Aktive Beteiligung ist etwas, was der
Trainer im Seminar selbst steuern kann. Und wie immer kommt es auf
die gute Vorbereitung an. Beides habe ich in diesem Buch immer
wieder betont. Damit ist insgesamt gemeint, dass Sie als Trainer
eine vertrauensvolle Lernatmosphäre schaffen, flexibel auf die
Bedürfnisse der Teilnehmer eingehen können und sich mit Ihrem
Unterricht an alle Lerntypen wenden.
Aktive
Beteiligung von Anfang an
Eine vertrauensvolle Lernatmosphäre
entsteht vom ersten Augenblick an – wenn der erste Teilnehmer
morgens den Raum betritt. Begrüßen Sie die Ankommenden, stellen Sie
sich vor, erfahren Sie etwas über die Motivation oder fragen Sie
nach anderen Informationen. Stellen Sie sich den Teilnehmern, so
weit es geht, persönlich vor. Laden Sie zu einer Tasse Kaffee ein.

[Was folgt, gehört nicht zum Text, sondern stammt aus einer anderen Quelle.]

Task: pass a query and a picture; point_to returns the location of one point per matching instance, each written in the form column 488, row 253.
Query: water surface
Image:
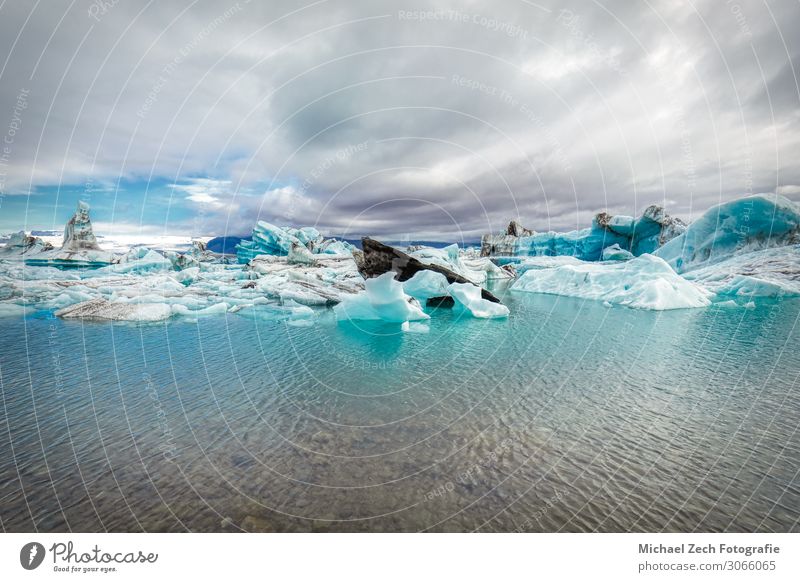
column 568, row 416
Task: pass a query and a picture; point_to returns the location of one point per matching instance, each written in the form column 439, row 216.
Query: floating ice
column 383, row 298
column 21, row 244
column 468, row 298
column 103, row 309
column 638, row 235
column 733, row 228
column 426, row 284
column 141, row 260
column 474, row 268
column 615, row 253
column 80, row 248
column 645, row 282
column 771, row 272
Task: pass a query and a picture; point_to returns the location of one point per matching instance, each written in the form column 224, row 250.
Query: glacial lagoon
column 566, row 416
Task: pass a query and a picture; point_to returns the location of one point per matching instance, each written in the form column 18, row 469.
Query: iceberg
column 269, row 239
column 615, row 253
column 20, row 243
column 772, row 272
column 104, row 310
column 744, row 225
column 637, row 235
column 79, row 249
column 140, row 260
column 378, row 258
column 325, row 282
column 468, row 299
column 426, row 284
column 382, row 299
column 645, row 282
column 475, row 269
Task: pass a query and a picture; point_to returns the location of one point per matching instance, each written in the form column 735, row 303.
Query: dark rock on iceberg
column 379, row 258
column 80, row 248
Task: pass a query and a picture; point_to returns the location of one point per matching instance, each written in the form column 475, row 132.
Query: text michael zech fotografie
column 709, row 549
column 64, row 555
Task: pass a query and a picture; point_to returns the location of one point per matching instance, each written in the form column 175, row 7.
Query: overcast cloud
column 373, row 117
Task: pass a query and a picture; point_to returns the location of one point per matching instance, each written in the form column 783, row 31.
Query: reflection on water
column 566, row 417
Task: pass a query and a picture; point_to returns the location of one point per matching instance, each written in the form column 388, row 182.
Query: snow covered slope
column 645, row 282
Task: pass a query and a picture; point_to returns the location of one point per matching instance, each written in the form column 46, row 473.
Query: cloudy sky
column 434, row 120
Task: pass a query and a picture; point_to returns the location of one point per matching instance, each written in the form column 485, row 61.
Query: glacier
column 79, row 248
column 644, row 282
column 635, row 235
column 468, row 299
column 737, row 253
column 268, row 239
column 382, row 299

Mit diesen kleinen Gesten setzen Sie Zeichen für ein gutes
Miteinander in den kommenden Stunden oder Tagen. Sie zeigen sich
als offene und zugängliche Person, kurz: als Mensch!

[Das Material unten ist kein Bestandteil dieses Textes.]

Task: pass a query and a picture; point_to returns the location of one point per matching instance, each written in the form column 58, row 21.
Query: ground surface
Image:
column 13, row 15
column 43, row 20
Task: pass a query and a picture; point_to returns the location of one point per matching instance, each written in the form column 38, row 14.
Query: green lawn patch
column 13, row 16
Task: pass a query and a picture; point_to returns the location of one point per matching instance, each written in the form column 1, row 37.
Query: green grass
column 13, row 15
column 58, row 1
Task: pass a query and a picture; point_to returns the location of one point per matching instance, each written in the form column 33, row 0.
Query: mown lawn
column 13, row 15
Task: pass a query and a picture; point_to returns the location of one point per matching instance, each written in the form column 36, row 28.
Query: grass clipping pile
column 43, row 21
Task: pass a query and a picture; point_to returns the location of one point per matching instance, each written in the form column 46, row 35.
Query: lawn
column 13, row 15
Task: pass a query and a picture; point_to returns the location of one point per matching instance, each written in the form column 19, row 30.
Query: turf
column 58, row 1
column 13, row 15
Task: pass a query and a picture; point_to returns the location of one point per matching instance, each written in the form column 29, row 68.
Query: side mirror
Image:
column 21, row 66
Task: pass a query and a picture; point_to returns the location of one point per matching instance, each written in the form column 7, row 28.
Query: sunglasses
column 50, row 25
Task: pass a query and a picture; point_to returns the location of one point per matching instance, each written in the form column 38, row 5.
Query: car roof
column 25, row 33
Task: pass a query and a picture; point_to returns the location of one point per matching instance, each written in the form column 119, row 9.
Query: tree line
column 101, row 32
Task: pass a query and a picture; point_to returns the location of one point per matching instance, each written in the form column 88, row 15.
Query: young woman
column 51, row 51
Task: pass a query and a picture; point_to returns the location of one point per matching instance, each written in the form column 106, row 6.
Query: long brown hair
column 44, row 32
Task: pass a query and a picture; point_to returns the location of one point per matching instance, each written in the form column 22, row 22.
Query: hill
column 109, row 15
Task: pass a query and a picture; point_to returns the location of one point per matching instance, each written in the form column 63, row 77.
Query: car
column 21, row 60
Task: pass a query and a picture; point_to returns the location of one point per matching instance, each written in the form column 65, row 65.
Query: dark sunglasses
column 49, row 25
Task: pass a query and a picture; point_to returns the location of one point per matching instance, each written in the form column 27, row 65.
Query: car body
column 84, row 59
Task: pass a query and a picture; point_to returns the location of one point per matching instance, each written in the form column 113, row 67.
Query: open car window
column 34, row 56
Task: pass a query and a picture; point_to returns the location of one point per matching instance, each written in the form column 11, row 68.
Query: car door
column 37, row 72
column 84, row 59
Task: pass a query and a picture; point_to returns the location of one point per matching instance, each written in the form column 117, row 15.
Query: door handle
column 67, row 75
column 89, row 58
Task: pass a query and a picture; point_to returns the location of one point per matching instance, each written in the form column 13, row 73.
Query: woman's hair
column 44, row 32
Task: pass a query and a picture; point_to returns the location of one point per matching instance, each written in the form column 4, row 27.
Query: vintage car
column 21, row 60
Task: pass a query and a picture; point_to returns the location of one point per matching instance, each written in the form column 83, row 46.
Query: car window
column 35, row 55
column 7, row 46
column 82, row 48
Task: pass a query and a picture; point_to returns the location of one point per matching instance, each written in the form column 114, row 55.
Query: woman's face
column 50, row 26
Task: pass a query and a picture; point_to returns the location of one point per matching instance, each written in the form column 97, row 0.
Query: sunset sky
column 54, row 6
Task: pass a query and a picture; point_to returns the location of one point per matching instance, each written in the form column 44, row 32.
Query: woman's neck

Wenn die Sitzung angefangen hat, sorgen
Sie dafür, dass die Teilnehmer nicht auf ihren Stühlen kleben,
sondern aufstehen, sich bewegen und etwas zu tun haben. Der
Eisbrecher sollte mindestens dem Zweck dienen, dass sich die
Teilnehmer mit Namen kennen lernen. Um organisatorische Dinge
sollten Sie sich später kümmern.
Machen Sie den Teilnehmer deutlich, dass
Sie sich für ihre aktiven Beiträge interessieren und dass der
persönliche Seminarerfolg insgesamt auch davon abhängt, wie aktiv
sich die Teilnehmer verhalten. Jeder sollte die Gelegenheit haben,
seine Erwartungen und Bedürfnisse zu formulieren. Damit haben Sie
die Grundlagen für einen guten Start gelegt.
Karten
für die Schüchternen
Karteikarten können für manche
Seminarteilnehmer, die sonst unterzugehen drohen, der Rettungsring
sein. Denn manche Menschen brauchen Zeit, bevor sie sich äußern,
während andere ihre Gedanken sehr schnell formulieren und
antworten. Und viele sprechen überhaupt nicht gerne vor einer
größeren Gruppe. Die meisten lassen sich jedoch aus der Reserve
locken, wenn man ihnen etwas Zeit lässt, sich darauf einzustellen
und etwas vorzubereiten. Leider hat ein Drittel aller Teilnehmer
die Antwort oft bereits auf den Lippen, kaum dass Sie die Frage
gestellt haben. Wenn Sie wollen, dass sich jeder unbeeinflusst
Gedanken machen kann, sind Karteikarten eine gute Alternative. Wenn
jeder seine Antwort auf die Karte geschrieben hat, rufen Sie
diejenigen auf, die normalerweise nicht als Erste sprechen würden.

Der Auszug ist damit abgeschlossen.